On a bushy block in Samford Valley, 25km north-west of Brisbane CBD, sits a large timber house owned by a married couple of 49 years. When Camille knocks on the door at 11.30am, she is greeted by Sandra Huelsmann, a 73-year-old grandmother who wears pearl earrings and a silver heart necklace. “Hello, Millie,” says Sandra, smiling. They hug, and Sandra welcomes the nurse into a home she has visited regularly for the past six months, an unusually long relationship for Karuna. The longer duration reflects the complex nature of this particular palliative situation.
On an adjustable bed in a room towards the front of the house is Tony Huelsmann, a retired dancer, choreographer and dance instructor whose skills were once in high demand at schools throughout Melbourne and Brisbane. Sandra was one of his dance students. He was 30 when they met, seven years older than her, and it was love at first sight.

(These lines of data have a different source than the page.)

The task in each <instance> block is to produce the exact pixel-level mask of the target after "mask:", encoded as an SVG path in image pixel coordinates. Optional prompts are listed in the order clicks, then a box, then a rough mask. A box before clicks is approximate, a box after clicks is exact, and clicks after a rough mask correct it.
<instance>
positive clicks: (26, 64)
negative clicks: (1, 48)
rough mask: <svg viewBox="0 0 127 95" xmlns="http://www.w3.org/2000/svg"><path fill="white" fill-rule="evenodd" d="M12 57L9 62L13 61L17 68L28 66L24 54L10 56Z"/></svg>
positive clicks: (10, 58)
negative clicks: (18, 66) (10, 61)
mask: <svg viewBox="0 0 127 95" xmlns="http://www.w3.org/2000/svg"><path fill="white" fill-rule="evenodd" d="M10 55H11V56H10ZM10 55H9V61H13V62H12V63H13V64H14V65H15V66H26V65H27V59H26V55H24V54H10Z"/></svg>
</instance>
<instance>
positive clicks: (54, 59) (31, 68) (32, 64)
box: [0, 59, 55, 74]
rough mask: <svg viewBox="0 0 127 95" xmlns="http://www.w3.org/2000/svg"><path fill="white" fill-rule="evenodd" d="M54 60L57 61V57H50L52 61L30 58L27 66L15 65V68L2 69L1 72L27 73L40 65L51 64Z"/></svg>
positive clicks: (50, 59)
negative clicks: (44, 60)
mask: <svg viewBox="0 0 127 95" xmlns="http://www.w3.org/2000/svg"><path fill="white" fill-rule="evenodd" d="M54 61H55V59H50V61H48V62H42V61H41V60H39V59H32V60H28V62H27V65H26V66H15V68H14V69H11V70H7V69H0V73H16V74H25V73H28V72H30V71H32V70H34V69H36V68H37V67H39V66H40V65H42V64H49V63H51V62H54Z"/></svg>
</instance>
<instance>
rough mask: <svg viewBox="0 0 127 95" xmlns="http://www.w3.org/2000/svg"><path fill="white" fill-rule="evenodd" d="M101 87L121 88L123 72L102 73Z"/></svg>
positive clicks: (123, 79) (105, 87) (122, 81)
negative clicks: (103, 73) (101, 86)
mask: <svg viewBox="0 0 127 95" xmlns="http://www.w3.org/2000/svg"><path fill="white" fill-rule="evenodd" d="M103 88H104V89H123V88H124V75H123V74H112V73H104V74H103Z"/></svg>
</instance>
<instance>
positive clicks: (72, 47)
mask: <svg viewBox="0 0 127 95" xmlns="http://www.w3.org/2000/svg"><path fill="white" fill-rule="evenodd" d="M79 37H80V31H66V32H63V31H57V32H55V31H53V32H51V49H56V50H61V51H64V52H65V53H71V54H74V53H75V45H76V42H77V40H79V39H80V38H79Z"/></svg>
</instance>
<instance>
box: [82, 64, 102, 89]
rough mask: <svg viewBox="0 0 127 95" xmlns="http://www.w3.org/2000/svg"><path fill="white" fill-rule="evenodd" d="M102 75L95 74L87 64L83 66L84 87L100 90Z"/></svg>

Born in Germany, Tony has spent much of his life in Australia. Now 80, he is dying from complications associated with several internal and external cancers, including a rash of angry red squamous cell carcinomas that have colonised the skin of his swollen upper thighs. These painful sores require daily dressings, performed by a personal care worker, while Karuna’s rotating roster of nurses help with symptom management, bed-baths, toileting and bedding changes, as well as emotional support for both husband and wife.
Since May, Tony’s world-spanning life has been confined more or less to these four walls while Sandra cares for his every need. At night, she snatches sleep where possible. It is their wish for Tony to die at home and they are both determined to see this wish fulfilled.